By Pahal Bhasin
Since the increasingly widespread use of deep learning in the mid-2010s, there has been huge progress in what can be achieved with Artificial Intelligence.
Timeline of advances in Artificial Intelligence
Here is brief timeline of only some of the advances we’ve seen in AI since 2019
AlphaStar, which can beat top professional players at StarCraft II (January 2019)
MuZero, a single system that learned to win games of chess, Shogi, and Go — without ever being told the rules (November 2019)
GPT-3, a natural language model capable of producing high-quality text (May 2020)
GPT-f, which can solve some Maths Olympiad problems (September 2020)
AlphaFold 2, a huge step forward in solving the long perplexing protein-folding problem (July 2021)
Codex, which can produce code for programs from natural language instructions (August 2021)
PaLM, a language model which has shown impressive capabilities to reason about things like cause and effect or explaining jokes (April 2022)
DALL-E 2 (April 2022) and Imagen (May 2022), which are both capable of generating high-quality images from written descriptions
SayCan, which takes natural language instructions and uses them to operate a robot(April 2022)
Gato, a single ML model capable of doing a huge number of different things (including playing Atari, captioning images, chatting, and stacking blocks with a real robot arm),deciding based on its context what it should output (May 2022)
Minerva can solve complex maths problems — fairly well at college level, and even better at high school maths competition level. (Minerva is far more successful than forecasters predicted in 2021
Current trends show rapid progress in the capabilities of ML systems
There are three things that are crucial to building AI through machine learning:
Good algorithms (e.g., more efficient algorithms are better)
Data to train an algorithm
Enough computational power (known as compute) to do this training
The research scientist Danny Hernandez and his team looked at how two of these inputs (compute and algorithm efficiency) are changing over time. They found that, since 2012, the amount of compute used for training the largest AI models has been rising exponentially — doubling every 3.4 months. Since 2012, the amount of computational power used to train our largest machine learning models has grown by over 1 billion times.
Hernandez and his team also looked at how much compute has been needed to train a neural network to have the same performance as AlexNet (an early image classification algorithm). They found that the amount of compute required for the same performance has been falling exponentially — halving every 16 months.
So, since 2012, the amount of compute required for the same level of performance has fallen by over 100 times. Combined with the increased compute used, that’s a lot of growth. It’s hard to say whether these trends will continue, but they speak to incredible gains over the past decade in what it’s possible to do with machine learning.
Indeed, it looks like increasing the size of models (and the amount of compute used to train them) introduces ever more sophisticated behaviour. This is how things like GPT-3 can perform tasks they weren’t specifically trained for.
These observations have led to the scaling hypothesis: that we can simply build bigger and bigger neural networks, and as a result we will end up with more and more powerful artificial intelligence, and that this trend of increasing capabilities may increase to human-level AI and beyond.
If this is true, we can attempt to predict how the capabilities of AI technology will increase over time simply by looking at how quickly we are increasing the amount of compute available to train models.
When can we expect transformative AI?
It’s difficult to predict exactly when we will develop AI that we expect to be hugely transformative for society (for better or for worse) — for example, by automating all human work or drastically changing the structure of society. But here we’ll go through a few approaches.
One option is to survey experts. Data from the 2019 survey of 300 AI experts implies that there is 20% probability of human-level machine intelligence (which would plausibly be transformative in this sense) by 2036, 50% probability by 2060, and 85% by 2100.
Ajeya Cotra (a researcher at Open Philanthropy) attempted to forecast transformative AI by comparing modern deep learning to the human brain. She estimates that there is a 35% probability of transformative AI by 2036, 50% by 2040, and 60% by 2050.
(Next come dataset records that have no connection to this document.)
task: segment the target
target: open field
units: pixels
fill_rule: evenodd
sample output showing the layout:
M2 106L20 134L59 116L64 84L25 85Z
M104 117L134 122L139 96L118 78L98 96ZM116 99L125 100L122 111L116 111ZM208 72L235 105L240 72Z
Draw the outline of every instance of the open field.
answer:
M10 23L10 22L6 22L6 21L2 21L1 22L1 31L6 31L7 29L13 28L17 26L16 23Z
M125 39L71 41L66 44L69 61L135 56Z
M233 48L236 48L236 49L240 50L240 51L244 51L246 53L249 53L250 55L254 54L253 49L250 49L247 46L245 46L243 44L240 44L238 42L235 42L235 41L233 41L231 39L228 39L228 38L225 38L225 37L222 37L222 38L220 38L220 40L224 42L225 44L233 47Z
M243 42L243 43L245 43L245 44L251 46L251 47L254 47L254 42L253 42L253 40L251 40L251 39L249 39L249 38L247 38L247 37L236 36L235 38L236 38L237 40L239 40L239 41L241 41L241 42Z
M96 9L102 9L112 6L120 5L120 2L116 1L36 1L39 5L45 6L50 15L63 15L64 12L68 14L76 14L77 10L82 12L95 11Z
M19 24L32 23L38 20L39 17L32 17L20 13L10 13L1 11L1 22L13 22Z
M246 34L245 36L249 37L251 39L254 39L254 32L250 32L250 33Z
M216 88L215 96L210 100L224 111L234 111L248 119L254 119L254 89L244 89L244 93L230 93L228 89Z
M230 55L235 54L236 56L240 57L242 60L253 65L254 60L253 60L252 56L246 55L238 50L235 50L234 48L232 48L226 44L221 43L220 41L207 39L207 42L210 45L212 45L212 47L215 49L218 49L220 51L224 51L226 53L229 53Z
Tom Davidson (also a researcher at Open Philanthropy) wrote a report to complement Cotra’s work. Davidson’s report estimates that there was an 8% chance of transformative AI by 2036, 13% by 2060, and 20% by 2100.
Holden Karnofsky, co-CEO of Open Philanthropy, attempted to sum up the findings of all of the approaches above. He guesses there is more than a 10% chance we’ll see transformative AI by 2036(!),
So, all in all, AI seems to be advancing rapidly. More money and talent are going into the field every year, and models are getting bigger and more efficient.
This article’s primary source is an amazingly insightful and thoroughly researched article “Preventing an AI-related catastrophe: AI might bring huge benefits — if we avoid the risks” published by Benjamin Hilton (from @80,000 hours.org) in August 2022. We have highlighted a few key points for the benefit of our high school audience to create awareness about the topic.